Z.P. alega perante o Sąd Rejonowy w Chełmnie (Tribunal de Primeira Instância de Chełmno) que, à data da infração controvertida, tinha vendido o veículo em causa e que tinha informado a seguradora desse facto. No entanto, reconhece que não informou desse facto a autoridade responsável pelo registo do veículo. Além disso, Z.P. observou perante o órgão jurisdicional de reenvio que não compreendia a forma do envio da Decisão de 9 de novembro de 2017 nem o seu conteúdo, e que ignorava que o documento notificado era oficial.

21

Uma vez que Z.P. sustenta, por outro lado, que desconhece a data da notificação da Decisão de 9 de novembro de 2017, o órgão jurisdicional de reenvio pediu à Agência Central para a Cobrança de Coimas, nos termos do artigo 7.o, n.o 3, da decisão‑quadro, que indicasse essa data. Esta respondeu que não dispunha dessa informação.

22

É neste contexto que o órgão jurisdicional de reenvio se interroga, em primeiro lugar, sobre se Z.P. teve a possibilidade de ser julgado por um tribunal e, por conseguinte, se existem motivos que permitam recusar a execução da Decisão de 9 de novembro de 2017, com base na decisão‑quadro.

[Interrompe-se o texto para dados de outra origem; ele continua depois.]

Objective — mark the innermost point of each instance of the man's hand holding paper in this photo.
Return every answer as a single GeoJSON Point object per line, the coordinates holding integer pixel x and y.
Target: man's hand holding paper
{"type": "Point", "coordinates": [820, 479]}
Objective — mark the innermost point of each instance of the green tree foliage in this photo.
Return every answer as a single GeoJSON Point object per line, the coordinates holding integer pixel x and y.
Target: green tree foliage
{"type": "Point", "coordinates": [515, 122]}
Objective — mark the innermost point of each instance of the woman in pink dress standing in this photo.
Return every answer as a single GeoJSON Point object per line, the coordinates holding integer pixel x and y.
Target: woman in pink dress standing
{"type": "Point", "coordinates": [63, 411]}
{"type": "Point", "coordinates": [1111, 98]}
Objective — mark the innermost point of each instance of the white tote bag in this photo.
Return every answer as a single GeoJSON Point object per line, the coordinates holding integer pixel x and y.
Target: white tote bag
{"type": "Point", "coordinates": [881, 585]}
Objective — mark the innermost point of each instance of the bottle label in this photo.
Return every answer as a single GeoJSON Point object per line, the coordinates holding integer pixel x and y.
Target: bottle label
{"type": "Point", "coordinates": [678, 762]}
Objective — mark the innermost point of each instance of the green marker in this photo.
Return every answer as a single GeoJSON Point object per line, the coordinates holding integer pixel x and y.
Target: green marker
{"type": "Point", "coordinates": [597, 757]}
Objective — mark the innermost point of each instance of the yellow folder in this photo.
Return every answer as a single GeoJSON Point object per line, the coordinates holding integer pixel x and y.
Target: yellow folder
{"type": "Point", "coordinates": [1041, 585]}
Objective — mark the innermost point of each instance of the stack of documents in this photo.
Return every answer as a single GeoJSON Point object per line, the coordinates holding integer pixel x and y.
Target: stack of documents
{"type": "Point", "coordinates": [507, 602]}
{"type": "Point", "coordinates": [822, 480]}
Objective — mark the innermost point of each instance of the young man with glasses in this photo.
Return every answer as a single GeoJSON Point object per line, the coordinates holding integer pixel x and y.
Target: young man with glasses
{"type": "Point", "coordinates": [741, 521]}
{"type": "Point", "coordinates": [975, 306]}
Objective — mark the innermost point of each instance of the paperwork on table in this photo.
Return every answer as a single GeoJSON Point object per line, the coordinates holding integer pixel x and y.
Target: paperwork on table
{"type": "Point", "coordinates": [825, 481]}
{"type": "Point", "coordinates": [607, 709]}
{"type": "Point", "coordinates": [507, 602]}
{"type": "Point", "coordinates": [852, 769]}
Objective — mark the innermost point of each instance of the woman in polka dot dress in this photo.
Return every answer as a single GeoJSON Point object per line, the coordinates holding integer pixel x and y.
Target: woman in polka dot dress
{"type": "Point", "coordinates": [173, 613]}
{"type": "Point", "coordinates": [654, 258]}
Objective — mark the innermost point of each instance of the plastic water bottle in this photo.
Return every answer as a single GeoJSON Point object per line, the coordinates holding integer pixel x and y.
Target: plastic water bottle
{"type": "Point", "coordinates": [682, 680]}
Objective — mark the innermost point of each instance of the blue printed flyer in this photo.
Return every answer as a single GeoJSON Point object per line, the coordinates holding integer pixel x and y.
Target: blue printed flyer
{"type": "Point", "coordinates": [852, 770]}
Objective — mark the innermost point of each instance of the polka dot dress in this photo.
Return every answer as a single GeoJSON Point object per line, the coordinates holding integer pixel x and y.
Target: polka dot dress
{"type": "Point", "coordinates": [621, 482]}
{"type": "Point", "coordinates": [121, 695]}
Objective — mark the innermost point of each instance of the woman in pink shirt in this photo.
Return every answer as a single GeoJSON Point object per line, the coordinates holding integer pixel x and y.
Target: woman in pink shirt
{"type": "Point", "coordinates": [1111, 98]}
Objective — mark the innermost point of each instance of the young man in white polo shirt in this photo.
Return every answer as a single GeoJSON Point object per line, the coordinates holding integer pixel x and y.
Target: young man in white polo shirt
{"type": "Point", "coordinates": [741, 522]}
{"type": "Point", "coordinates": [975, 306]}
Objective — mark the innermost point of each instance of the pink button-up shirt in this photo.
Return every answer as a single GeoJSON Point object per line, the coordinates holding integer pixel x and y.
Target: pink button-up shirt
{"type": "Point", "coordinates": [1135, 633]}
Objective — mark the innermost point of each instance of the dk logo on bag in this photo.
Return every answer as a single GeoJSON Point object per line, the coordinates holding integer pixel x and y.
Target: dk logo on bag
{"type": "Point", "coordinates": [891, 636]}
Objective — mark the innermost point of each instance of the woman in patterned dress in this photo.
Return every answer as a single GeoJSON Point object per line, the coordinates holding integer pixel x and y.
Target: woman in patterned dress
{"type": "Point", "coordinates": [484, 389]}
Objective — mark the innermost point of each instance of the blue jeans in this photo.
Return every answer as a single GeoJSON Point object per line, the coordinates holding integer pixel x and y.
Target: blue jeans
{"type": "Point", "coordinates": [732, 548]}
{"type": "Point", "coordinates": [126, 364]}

A este respeito, esse órgão jurisdicional observa que, a não ser concedido um prazo de recurso adequado na fase pré‑contenciosa, tal pode violar o direito a um recurso jurisdicional efetivo.

23

O órgão jurisdicional de reenvio interroga‑se, em seguida, sobre se a decisão‑quadro permite uma diferença de tratamento das pessoas sancionadas, consoante o processo em que a sanção é aplicada tenha caráter administrativo, contraordenacional ou penal.

24

Por último, o órgão jurisdicional de reenvio tem dúvidas sobre a questão de saber se a sanção pecuniária imposta com base no número de matrícula de um veículo, bem como em informações obtidas no âmbito de um intercâmbio transfronteiriço de dados relativos ao registo desse veículo, é compatível com o princípio segundo o qual em direito polaco a responsabilidade penal é individual.

25

Nestas circunstâncias, o Sąd Rejonowy w Chełmnie (Tribunal de Primeira Instância de Chełmno) decidiu suspender a instância e submeter ao Tribunal de Justiça as seguintes questões prejudiciais:

«1)

Deve a disposição do artigo 7.o, n.o 2, alínea i), [iii),] e do artigo 20.o, n.o 3, da [decisão‑quadro] ser interpretada no sentido de que habilita um órgão jurisdicional a recusar a execução de uma decisão de uma autoridade de um Estado‑Membro que não seja um órgão jurisdicional, caso considere que a notificação da decisão foi feita em violação do direito das partes de se defenderem eficazmente em tribunal?

2)

Em especial, pode a recusa ter por fundamento a conclusão de que, apesar de terem sido cumpridos os procedimentos vigentes no Estado de emissão da decisão em matéria de notificação e prazos fixados para impugnar a decisão, a que se referem o artigo 1.o, alínea a), [ii) e iii), da decisão‑quadro], a parte residente no Estado de execução da decisão não teve, na fase do processo anterior à apresentação do caso a um órgão jurisdicional, uma oportunidade real e eficaz de proteger os seus direitos por falta de um prazo suficiente para poder reagir devidamente à notificação de aplicação da sanção?

3)

Atendendo ao disposto no artigo 3.o da [decisão‑quadro], pode o alcance da proteção jurídica concedida a pessoas às quais deve ser aplicada uma sanção pecuniária depender da questão de saber se o processo em que é aplicada a sanção tem caráter administrativo, contraordenacional ou penal?

4)

À luz dos objetivos e regras estabelecidos na [decisão‑quadro], incluindo no seu artigo 3.o, as decisões dos órgãos extrajudiciais, emitidas nos termos da legislação do Estado de emissão da decisão, que imputam a responsabilidade pela infração das disposições aplicáveis à circulação rodoviária a uma pessoa em nome da qual o veículo está registado são executórias, ou seja, uma decisão emitida exclusivamente com base em informação obtida no âmbito de um intercâmbio transfronteiriço de dados de registos de veículos, sem que tenha havido lugar a qualquer procedimento de investigação sobre o caso, [e sem que, em particular, o verdadeiro autor das infrações tenha sido identificado,] é executória?»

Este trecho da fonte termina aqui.